I've tended to 'sweep' my rescue club shots with the ball forward in the stance. On a good day, this results in sweet 'clicks', good height and pretty straight shots (particularly from semi-rough). My problem is lack of consistency though & a partner recently mentioned to me that he's always tried to play his rescues like irons and hit down onto the ball - he's more consistent with them than I am so is that what I should be doing? (I know I can try this out on the range but don't want to start messing about with my swing unless it's the right way to go).


----------



## One Planer (Sep 4, 2011)

You wouldn't be messing about with your swing, you're just changing the ball position at address.


----------



## Mungoscorner (Sep 4, 2011)

I've only recently started using a Rescue club,after replacing my 2 Iron with a 19* Rescue.
I usually play the ball about an inch inside my left heel.I've tried playing the ball further back in my stance,but seemed to block a lot shots.I did try choking down the grip a little when playing the ball further back in the stance,and it did seem to improve the strike.


----------



## Ethan (Sep 4, 2011)

Sonartec (one of the best makers of hybrid clubs) used to have a section on their website about hitting hybrids and they recommended hitting it the same way you would hit a 5 iron, slightly back from left heel and with a descending blow.


----------



## chrisd (Sep 4, 2011)

A recent article in our esteemed sponsers magazine said that if the lie is good and the ball sitting up, hit it like a fairway wood and if the lie is bad and/or in the rough, hit it like an iron  - works for me like that

Chris


----------



## RGDave (Sep 4, 2011)

Let's face it.

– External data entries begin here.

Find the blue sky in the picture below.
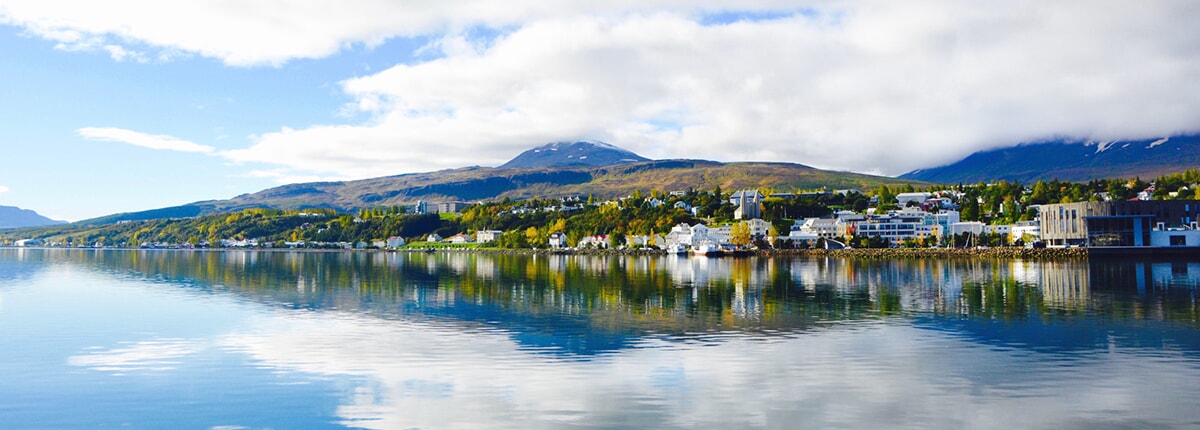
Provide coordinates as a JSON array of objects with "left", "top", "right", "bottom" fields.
[{"left": 0, "top": 1, "right": 1196, "bottom": 221}]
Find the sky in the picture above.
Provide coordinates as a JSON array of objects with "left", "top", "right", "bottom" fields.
[{"left": 0, "top": 1, "right": 1197, "bottom": 221}]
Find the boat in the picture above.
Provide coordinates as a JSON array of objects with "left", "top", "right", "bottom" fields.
[
  {"left": 666, "top": 243, "right": 689, "bottom": 255},
  {"left": 691, "top": 241, "right": 724, "bottom": 257}
]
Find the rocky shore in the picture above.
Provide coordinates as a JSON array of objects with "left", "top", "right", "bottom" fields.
[{"left": 405, "top": 246, "right": 1090, "bottom": 260}]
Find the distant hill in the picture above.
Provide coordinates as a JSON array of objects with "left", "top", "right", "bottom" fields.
[
  {"left": 499, "top": 141, "right": 650, "bottom": 169},
  {"left": 0, "top": 206, "right": 66, "bottom": 229},
  {"left": 901, "top": 134, "right": 1200, "bottom": 184},
  {"left": 75, "top": 160, "right": 927, "bottom": 225}
]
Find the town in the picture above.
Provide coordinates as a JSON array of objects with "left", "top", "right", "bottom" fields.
[{"left": 6, "top": 174, "right": 1200, "bottom": 256}]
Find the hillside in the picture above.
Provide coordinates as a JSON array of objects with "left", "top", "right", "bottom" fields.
[
  {"left": 901, "top": 135, "right": 1200, "bottom": 183},
  {"left": 0, "top": 206, "right": 66, "bottom": 229},
  {"left": 77, "top": 159, "right": 925, "bottom": 224}
]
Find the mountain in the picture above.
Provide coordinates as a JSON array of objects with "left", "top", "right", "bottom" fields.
[
  {"left": 77, "top": 145, "right": 927, "bottom": 225},
  {"left": 901, "top": 135, "right": 1200, "bottom": 184},
  {"left": 0, "top": 206, "right": 66, "bottom": 229},
  {"left": 499, "top": 141, "right": 650, "bottom": 169}
]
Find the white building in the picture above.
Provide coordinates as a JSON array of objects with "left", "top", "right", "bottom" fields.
[
  {"left": 794, "top": 218, "right": 839, "bottom": 239},
  {"left": 730, "top": 190, "right": 764, "bottom": 220},
  {"left": 476, "top": 230, "right": 503, "bottom": 243},
  {"left": 746, "top": 219, "right": 773, "bottom": 238},
  {"left": 896, "top": 192, "right": 932, "bottom": 207},
  {"left": 578, "top": 235, "right": 609, "bottom": 248},
  {"left": 1010, "top": 222, "right": 1041, "bottom": 244},
  {"left": 14, "top": 239, "right": 43, "bottom": 247},
  {"left": 949, "top": 221, "right": 986, "bottom": 236},
  {"left": 386, "top": 236, "right": 406, "bottom": 248},
  {"left": 548, "top": 232, "right": 567, "bottom": 249}
]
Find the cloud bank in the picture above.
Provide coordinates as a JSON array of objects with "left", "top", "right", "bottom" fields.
[{"left": 10, "top": 1, "right": 1200, "bottom": 178}]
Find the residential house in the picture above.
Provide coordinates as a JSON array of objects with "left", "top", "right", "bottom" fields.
[
  {"left": 386, "top": 236, "right": 406, "bottom": 248},
  {"left": 426, "top": 233, "right": 443, "bottom": 243},
  {"left": 794, "top": 218, "right": 839, "bottom": 239},
  {"left": 548, "top": 232, "right": 567, "bottom": 249},
  {"left": 577, "top": 235, "right": 609, "bottom": 249},
  {"left": 476, "top": 230, "right": 503, "bottom": 243},
  {"left": 448, "top": 233, "right": 473, "bottom": 244},
  {"left": 896, "top": 192, "right": 932, "bottom": 207}
]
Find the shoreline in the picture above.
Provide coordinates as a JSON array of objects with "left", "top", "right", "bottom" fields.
[{"left": 1, "top": 245, "right": 1090, "bottom": 260}]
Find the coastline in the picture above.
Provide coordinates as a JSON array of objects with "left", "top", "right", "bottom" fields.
[{"left": 0, "top": 245, "right": 1091, "bottom": 260}]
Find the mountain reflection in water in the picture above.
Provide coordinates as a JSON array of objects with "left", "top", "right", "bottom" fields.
[{"left": 9, "top": 249, "right": 1197, "bottom": 355}]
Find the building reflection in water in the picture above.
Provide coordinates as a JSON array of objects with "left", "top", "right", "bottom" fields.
[{"left": 13, "top": 249, "right": 1199, "bottom": 335}]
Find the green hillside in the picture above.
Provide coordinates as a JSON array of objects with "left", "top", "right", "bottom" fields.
[{"left": 186, "top": 160, "right": 923, "bottom": 216}]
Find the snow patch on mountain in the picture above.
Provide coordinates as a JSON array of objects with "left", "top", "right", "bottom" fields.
[{"left": 1148, "top": 137, "right": 1169, "bottom": 149}]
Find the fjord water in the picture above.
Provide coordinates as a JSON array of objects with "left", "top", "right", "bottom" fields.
[{"left": 1, "top": 249, "right": 1198, "bottom": 429}]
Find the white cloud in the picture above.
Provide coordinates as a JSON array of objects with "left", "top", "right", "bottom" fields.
[
  {"left": 226, "top": 2, "right": 1200, "bottom": 177},
  {"left": 78, "top": 127, "right": 215, "bottom": 153},
  {"left": 13, "top": 1, "right": 1200, "bottom": 177},
  {"left": 0, "top": 0, "right": 804, "bottom": 66},
  {"left": 0, "top": 185, "right": 8, "bottom": 193}
]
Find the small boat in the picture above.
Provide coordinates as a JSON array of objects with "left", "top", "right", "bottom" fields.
[
  {"left": 691, "top": 242, "right": 724, "bottom": 257},
  {"left": 666, "top": 243, "right": 689, "bottom": 255}
]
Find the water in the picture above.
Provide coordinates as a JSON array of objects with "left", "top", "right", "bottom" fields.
[{"left": 1, "top": 249, "right": 1198, "bottom": 429}]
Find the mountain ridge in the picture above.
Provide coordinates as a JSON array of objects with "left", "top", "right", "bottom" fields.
[
  {"left": 0, "top": 205, "right": 67, "bottom": 229},
  {"left": 499, "top": 141, "right": 650, "bottom": 169},
  {"left": 901, "top": 134, "right": 1200, "bottom": 183},
  {"left": 77, "top": 157, "right": 924, "bottom": 225}
]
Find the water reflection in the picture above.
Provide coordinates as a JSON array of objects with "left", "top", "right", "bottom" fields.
[
  {"left": 6, "top": 250, "right": 1198, "bottom": 349},
  {"left": 2, "top": 249, "right": 1199, "bottom": 429}
]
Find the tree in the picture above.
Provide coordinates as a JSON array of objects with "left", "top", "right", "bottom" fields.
[
  {"left": 525, "top": 226, "right": 541, "bottom": 248},
  {"left": 730, "top": 221, "right": 751, "bottom": 246}
]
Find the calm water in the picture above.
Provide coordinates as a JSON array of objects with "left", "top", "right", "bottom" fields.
[{"left": 1, "top": 249, "right": 1198, "bottom": 429}]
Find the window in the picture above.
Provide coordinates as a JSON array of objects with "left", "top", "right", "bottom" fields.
[{"left": 1170, "top": 235, "right": 1186, "bottom": 246}]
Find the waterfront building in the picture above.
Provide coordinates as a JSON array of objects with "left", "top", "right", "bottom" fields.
[{"left": 1040, "top": 201, "right": 1200, "bottom": 248}]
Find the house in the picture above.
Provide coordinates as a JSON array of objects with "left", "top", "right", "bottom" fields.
[
  {"left": 14, "top": 239, "right": 43, "bottom": 247},
  {"left": 548, "top": 232, "right": 567, "bottom": 249},
  {"left": 577, "top": 235, "right": 609, "bottom": 249},
  {"left": 426, "top": 233, "right": 443, "bottom": 243},
  {"left": 372, "top": 240, "right": 387, "bottom": 248},
  {"left": 794, "top": 218, "right": 839, "bottom": 239},
  {"left": 447, "top": 233, "right": 472, "bottom": 244},
  {"left": 896, "top": 192, "right": 932, "bottom": 207},
  {"left": 476, "top": 230, "right": 503, "bottom": 243},
  {"left": 746, "top": 219, "right": 773, "bottom": 238},
  {"left": 386, "top": 236, "right": 406, "bottom": 248},
  {"left": 1010, "top": 221, "right": 1041, "bottom": 245},
  {"left": 673, "top": 201, "right": 692, "bottom": 211}
]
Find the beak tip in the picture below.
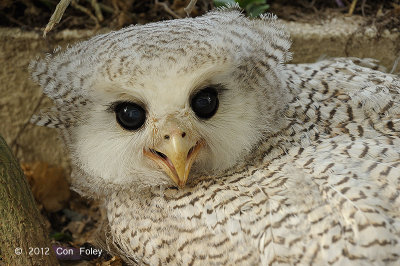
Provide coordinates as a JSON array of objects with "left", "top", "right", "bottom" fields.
[
  {"left": 145, "top": 138, "right": 204, "bottom": 191},
  {"left": 176, "top": 180, "right": 186, "bottom": 189}
]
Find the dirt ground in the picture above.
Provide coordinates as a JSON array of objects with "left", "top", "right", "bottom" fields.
[{"left": 3, "top": 1, "right": 400, "bottom": 265}]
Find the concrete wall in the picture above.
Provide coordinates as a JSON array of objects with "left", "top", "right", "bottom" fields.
[
  {"left": 1, "top": 14, "right": 399, "bottom": 171},
  {"left": 286, "top": 16, "right": 400, "bottom": 70}
]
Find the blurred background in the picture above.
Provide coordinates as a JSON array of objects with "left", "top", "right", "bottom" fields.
[
  {"left": 1, "top": 0, "right": 399, "bottom": 30},
  {"left": 0, "top": 1, "right": 399, "bottom": 264}
]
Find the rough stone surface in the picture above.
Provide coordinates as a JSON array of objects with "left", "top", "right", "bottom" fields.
[
  {"left": 285, "top": 15, "right": 400, "bottom": 70},
  {"left": 0, "top": 14, "right": 399, "bottom": 172}
]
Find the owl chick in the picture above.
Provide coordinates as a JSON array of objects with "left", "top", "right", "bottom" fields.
[{"left": 30, "top": 8, "right": 400, "bottom": 265}]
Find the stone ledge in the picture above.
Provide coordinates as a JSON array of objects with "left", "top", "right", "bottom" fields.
[
  {"left": 284, "top": 15, "right": 400, "bottom": 70},
  {"left": 1, "top": 14, "right": 399, "bottom": 169},
  {"left": 0, "top": 27, "right": 96, "bottom": 40}
]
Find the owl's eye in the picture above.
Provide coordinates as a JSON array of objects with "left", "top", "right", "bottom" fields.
[
  {"left": 115, "top": 102, "right": 146, "bottom": 130},
  {"left": 191, "top": 87, "right": 219, "bottom": 119}
]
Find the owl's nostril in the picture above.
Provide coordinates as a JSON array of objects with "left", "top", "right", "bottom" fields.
[
  {"left": 181, "top": 132, "right": 186, "bottom": 138},
  {"left": 164, "top": 135, "right": 170, "bottom": 140}
]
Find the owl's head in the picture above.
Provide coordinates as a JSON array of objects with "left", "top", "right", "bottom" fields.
[{"left": 30, "top": 8, "right": 292, "bottom": 196}]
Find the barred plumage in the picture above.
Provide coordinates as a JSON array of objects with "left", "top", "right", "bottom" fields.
[{"left": 31, "top": 8, "right": 400, "bottom": 265}]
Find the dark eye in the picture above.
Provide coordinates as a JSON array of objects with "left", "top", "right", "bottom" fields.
[
  {"left": 115, "top": 102, "right": 146, "bottom": 130},
  {"left": 191, "top": 87, "right": 219, "bottom": 119}
]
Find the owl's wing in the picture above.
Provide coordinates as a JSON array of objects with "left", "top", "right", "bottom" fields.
[
  {"left": 249, "top": 57, "right": 400, "bottom": 264},
  {"left": 268, "top": 134, "right": 400, "bottom": 264},
  {"left": 285, "top": 57, "right": 400, "bottom": 136}
]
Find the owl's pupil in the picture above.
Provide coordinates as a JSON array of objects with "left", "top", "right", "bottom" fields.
[
  {"left": 115, "top": 102, "right": 146, "bottom": 130},
  {"left": 191, "top": 87, "right": 219, "bottom": 119}
]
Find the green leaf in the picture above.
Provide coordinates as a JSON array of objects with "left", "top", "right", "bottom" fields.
[
  {"left": 50, "top": 232, "right": 73, "bottom": 242},
  {"left": 214, "top": 0, "right": 237, "bottom": 7},
  {"left": 247, "top": 4, "right": 270, "bottom": 17},
  {"left": 240, "top": 0, "right": 266, "bottom": 7}
]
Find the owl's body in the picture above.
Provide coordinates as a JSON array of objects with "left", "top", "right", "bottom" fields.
[
  {"left": 106, "top": 59, "right": 400, "bottom": 265},
  {"left": 30, "top": 8, "right": 400, "bottom": 265}
]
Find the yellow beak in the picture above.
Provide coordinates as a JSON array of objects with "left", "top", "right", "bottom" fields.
[{"left": 144, "top": 132, "right": 204, "bottom": 188}]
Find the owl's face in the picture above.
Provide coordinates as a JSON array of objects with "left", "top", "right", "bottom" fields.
[{"left": 31, "top": 9, "right": 292, "bottom": 194}]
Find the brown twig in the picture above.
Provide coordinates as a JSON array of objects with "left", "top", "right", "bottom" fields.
[
  {"left": 390, "top": 55, "right": 400, "bottom": 74},
  {"left": 91, "top": 0, "right": 104, "bottom": 22},
  {"left": 96, "top": 2, "right": 114, "bottom": 14},
  {"left": 5, "top": 14, "right": 26, "bottom": 27},
  {"left": 298, "top": 0, "right": 318, "bottom": 13},
  {"left": 361, "top": 0, "right": 366, "bottom": 16},
  {"left": 43, "top": 0, "right": 71, "bottom": 37},
  {"left": 184, "top": 0, "right": 198, "bottom": 16},
  {"left": 348, "top": 0, "right": 358, "bottom": 15},
  {"left": 155, "top": 0, "right": 181, "bottom": 19},
  {"left": 376, "top": 4, "right": 384, "bottom": 17},
  {"left": 11, "top": 95, "right": 45, "bottom": 151},
  {"left": 71, "top": 0, "right": 99, "bottom": 27},
  {"left": 111, "top": 0, "right": 120, "bottom": 13}
]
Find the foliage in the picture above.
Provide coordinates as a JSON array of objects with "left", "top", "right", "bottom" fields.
[{"left": 214, "top": 0, "right": 270, "bottom": 17}]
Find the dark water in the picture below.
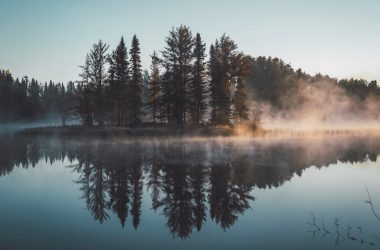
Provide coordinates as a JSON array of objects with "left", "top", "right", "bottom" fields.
[{"left": 0, "top": 135, "right": 380, "bottom": 250}]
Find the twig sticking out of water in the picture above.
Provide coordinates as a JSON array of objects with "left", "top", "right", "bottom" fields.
[
  {"left": 320, "top": 219, "right": 330, "bottom": 239},
  {"left": 334, "top": 218, "right": 343, "bottom": 236},
  {"left": 365, "top": 186, "right": 380, "bottom": 222},
  {"left": 307, "top": 212, "right": 377, "bottom": 247},
  {"left": 346, "top": 225, "right": 358, "bottom": 241},
  {"left": 307, "top": 212, "right": 321, "bottom": 230},
  {"left": 334, "top": 218, "right": 345, "bottom": 246},
  {"left": 307, "top": 212, "right": 321, "bottom": 240},
  {"left": 321, "top": 219, "right": 330, "bottom": 233}
]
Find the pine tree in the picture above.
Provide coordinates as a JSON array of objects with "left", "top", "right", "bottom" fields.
[
  {"left": 78, "top": 54, "right": 94, "bottom": 126},
  {"left": 161, "top": 25, "right": 194, "bottom": 126},
  {"left": 78, "top": 40, "right": 109, "bottom": 127},
  {"left": 160, "top": 70, "right": 175, "bottom": 124},
  {"left": 0, "top": 70, "right": 13, "bottom": 121},
  {"left": 18, "top": 76, "right": 29, "bottom": 118},
  {"left": 209, "top": 44, "right": 219, "bottom": 124},
  {"left": 28, "top": 78, "right": 41, "bottom": 119},
  {"left": 128, "top": 35, "right": 143, "bottom": 126},
  {"left": 108, "top": 37, "right": 129, "bottom": 126},
  {"left": 77, "top": 41, "right": 109, "bottom": 127},
  {"left": 189, "top": 33, "right": 207, "bottom": 125},
  {"left": 142, "top": 69, "right": 150, "bottom": 113},
  {"left": 90, "top": 40, "right": 109, "bottom": 127},
  {"left": 217, "top": 35, "right": 235, "bottom": 125},
  {"left": 209, "top": 35, "right": 250, "bottom": 125},
  {"left": 64, "top": 81, "right": 76, "bottom": 123},
  {"left": 233, "top": 78, "right": 249, "bottom": 123},
  {"left": 147, "top": 51, "right": 161, "bottom": 124}
]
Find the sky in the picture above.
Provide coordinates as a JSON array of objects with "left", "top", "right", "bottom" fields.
[{"left": 0, "top": 0, "right": 379, "bottom": 83}]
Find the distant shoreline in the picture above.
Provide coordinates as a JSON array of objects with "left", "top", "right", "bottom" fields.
[
  {"left": 16, "top": 125, "right": 241, "bottom": 138},
  {"left": 14, "top": 125, "right": 380, "bottom": 139}
]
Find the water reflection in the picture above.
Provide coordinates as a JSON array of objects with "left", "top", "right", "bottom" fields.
[{"left": 1, "top": 135, "right": 380, "bottom": 239}]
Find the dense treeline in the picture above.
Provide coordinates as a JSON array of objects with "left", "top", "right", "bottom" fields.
[
  {"left": 76, "top": 26, "right": 251, "bottom": 127},
  {"left": 246, "top": 57, "right": 380, "bottom": 120},
  {"left": 0, "top": 70, "right": 75, "bottom": 123},
  {"left": 1, "top": 25, "right": 380, "bottom": 127}
]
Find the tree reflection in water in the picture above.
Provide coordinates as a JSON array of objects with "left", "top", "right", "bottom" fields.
[{"left": 1, "top": 135, "right": 380, "bottom": 239}]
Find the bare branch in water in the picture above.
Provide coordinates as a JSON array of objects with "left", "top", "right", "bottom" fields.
[
  {"left": 307, "top": 212, "right": 321, "bottom": 231},
  {"left": 320, "top": 219, "right": 330, "bottom": 240},
  {"left": 365, "top": 186, "right": 380, "bottom": 222},
  {"left": 346, "top": 225, "right": 358, "bottom": 241},
  {"left": 307, "top": 213, "right": 377, "bottom": 247},
  {"left": 321, "top": 219, "right": 330, "bottom": 233},
  {"left": 334, "top": 218, "right": 345, "bottom": 246}
]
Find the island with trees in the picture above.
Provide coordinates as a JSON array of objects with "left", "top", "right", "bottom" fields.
[{"left": 1, "top": 25, "right": 379, "bottom": 137}]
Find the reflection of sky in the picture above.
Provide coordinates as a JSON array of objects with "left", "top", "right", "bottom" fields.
[
  {"left": 0, "top": 0, "right": 379, "bottom": 83},
  {"left": 0, "top": 157, "right": 379, "bottom": 250}
]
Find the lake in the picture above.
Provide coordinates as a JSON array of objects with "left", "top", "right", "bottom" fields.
[{"left": 0, "top": 134, "right": 380, "bottom": 250}]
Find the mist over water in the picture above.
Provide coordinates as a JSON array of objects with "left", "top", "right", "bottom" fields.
[
  {"left": 2, "top": 53, "right": 380, "bottom": 250},
  {"left": 1, "top": 1, "right": 380, "bottom": 249},
  {"left": 1, "top": 134, "right": 380, "bottom": 249},
  {"left": 0, "top": 118, "right": 79, "bottom": 134},
  {"left": 245, "top": 59, "right": 380, "bottom": 131}
]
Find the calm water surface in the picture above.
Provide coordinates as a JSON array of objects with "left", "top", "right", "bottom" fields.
[{"left": 0, "top": 135, "right": 380, "bottom": 250}]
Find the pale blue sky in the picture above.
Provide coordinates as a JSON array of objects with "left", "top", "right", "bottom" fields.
[{"left": 0, "top": 0, "right": 379, "bottom": 83}]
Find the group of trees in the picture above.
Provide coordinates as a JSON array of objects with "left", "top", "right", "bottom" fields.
[
  {"left": 0, "top": 70, "right": 74, "bottom": 122},
  {"left": 76, "top": 25, "right": 252, "bottom": 127},
  {"left": 2, "top": 25, "right": 380, "bottom": 127},
  {"left": 77, "top": 35, "right": 144, "bottom": 127},
  {"left": 245, "top": 56, "right": 380, "bottom": 120}
]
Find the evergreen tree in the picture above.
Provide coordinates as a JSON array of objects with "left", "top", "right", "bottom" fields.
[
  {"left": 232, "top": 78, "right": 249, "bottom": 123},
  {"left": 77, "top": 54, "right": 94, "bottom": 126},
  {"left": 209, "top": 35, "right": 250, "bottom": 125},
  {"left": 28, "top": 78, "right": 41, "bottom": 119},
  {"left": 208, "top": 44, "right": 219, "bottom": 124},
  {"left": 63, "top": 81, "right": 76, "bottom": 124},
  {"left": 0, "top": 70, "right": 13, "bottom": 121},
  {"left": 108, "top": 37, "right": 129, "bottom": 126},
  {"left": 128, "top": 35, "right": 143, "bottom": 126},
  {"left": 88, "top": 40, "right": 109, "bottom": 127},
  {"left": 161, "top": 25, "right": 194, "bottom": 126},
  {"left": 147, "top": 51, "right": 161, "bottom": 124},
  {"left": 19, "top": 77, "right": 29, "bottom": 118},
  {"left": 190, "top": 33, "right": 207, "bottom": 125},
  {"left": 160, "top": 70, "right": 175, "bottom": 124},
  {"left": 142, "top": 69, "right": 150, "bottom": 116}
]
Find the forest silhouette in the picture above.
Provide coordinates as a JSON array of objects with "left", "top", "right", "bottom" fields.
[{"left": 1, "top": 25, "right": 379, "bottom": 129}]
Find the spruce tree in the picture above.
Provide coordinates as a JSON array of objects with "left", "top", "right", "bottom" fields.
[
  {"left": 233, "top": 78, "right": 249, "bottom": 123},
  {"left": 129, "top": 35, "right": 143, "bottom": 126},
  {"left": 0, "top": 70, "right": 13, "bottom": 121},
  {"left": 28, "top": 78, "right": 41, "bottom": 119},
  {"left": 108, "top": 37, "right": 129, "bottom": 126},
  {"left": 208, "top": 44, "right": 219, "bottom": 124},
  {"left": 78, "top": 54, "right": 94, "bottom": 126},
  {"left": 209, "top": 35, "right": 250, "bottom": 125},
  {"left": 161, "top": 25, "right": 194, "bottom": 126},
  {"left": 147, "top": 51, "right": 161, "bottom": 124},
  {"left": 190, "top": 33, "right": 207, "bottom": 125},
  {"left": 88, "top": 40, "right": 109, "bottom": 127}
]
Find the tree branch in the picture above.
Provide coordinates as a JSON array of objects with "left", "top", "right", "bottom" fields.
[{"left": 365, "top": 186, "right": 380, "bottom": 222}]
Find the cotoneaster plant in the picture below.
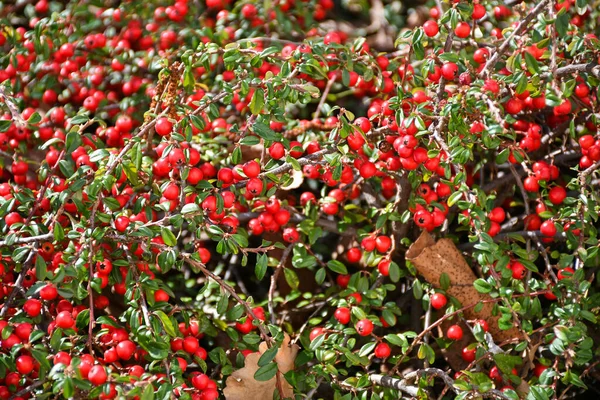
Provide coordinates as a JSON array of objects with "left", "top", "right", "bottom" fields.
[{"left": 0, "top": 0, "right": 600, "bottom": 399}]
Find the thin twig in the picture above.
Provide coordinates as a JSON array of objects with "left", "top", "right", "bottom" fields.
[
  {"left": 479, "top": 0, "right": 550, "bottom": 78},
  {"left": 268, "top": 244, "right": 294, "bottom": 324}
]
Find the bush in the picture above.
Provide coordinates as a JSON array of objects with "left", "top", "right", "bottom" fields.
[{"left": 0, "top": 0, "right": 599, "bottom": 398}]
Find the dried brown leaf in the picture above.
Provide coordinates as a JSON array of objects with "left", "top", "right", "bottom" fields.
[{"left": 223, "top": 333, "right": 299, "bottom": 400}]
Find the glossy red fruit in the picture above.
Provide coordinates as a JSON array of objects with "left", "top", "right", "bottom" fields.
[
  {"left": 56, "top": 311, "right": 75, "bottom": 329},
  {"left": 115, "top": 215, "right": 130, "bottom": 232},
  {"left": 378, "top": 260, "right": 390, "bottom": 276},
  {"left": 510, "top": 261, "right": 526, "bottom": 279},
  {"left": 548, "top": 186, "right": 567, "bottom": 205},
  {"left": 540, "top": 220, "right": 557, "bottom": 237},
  {"left": 16, "top": 355, "right": 34, "bottom": 375},
  {"left": 346, "top": 247, "right": 362, "bottom": 263},
  {"left": 355, "top": 319, "right": 374, "bottom": 336},
  {"left": 116, "top": 340, "right": 136, "bottom": 360},
  {"left": 88, "top": 365, "right": 108, "bottom": 385},
  {"left": 334, "top": 307, "right": 351, "bottom": 324},
  {"left": 441, "top": 62, "right": 459, "bottom": 80},
  {"left": 423, "top": 20, "right": 439, "bottom": 37},
  {"left": 461, "top": 346, "right": 476, "bottom": 363},
  {"left": 24, "top": 299, "right": 42, "bottom": 317},
  {"left": 454, "top": 22, "right": 471, "bottom": 38},
  {"left": 446, "top": 324, "right": 463, "bottom": 340},
  {"left": 309, "top": 327, "right": 325, "bottom": 341},
  {"left": 155, "top": 117, "right": 173, "bottom": 136},
  {"left": 430, "top": 293, "right": 447, "bottom": 310},
  {"left": 374, "top": 342, "right": 391, "bottom": 358},
  {"left": 524, "top": 176, "right": 540, "bottom": 192}
]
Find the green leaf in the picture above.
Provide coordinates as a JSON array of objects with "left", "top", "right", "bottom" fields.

Even a club with as low loft as a 3 or 5 wood can be struck with a descending blow.

I'm afraid I cheat. Off a tee or nice lie, I like to clip it near the front foot. Anything else, and it's more like a 4 or 5 iron. Different results.....as someone else said, it's rather too easy to push it straight right....

I guess the ball position therefore varies (in reality) only  few cms, but that's the way I like to approach it as I set up.


----------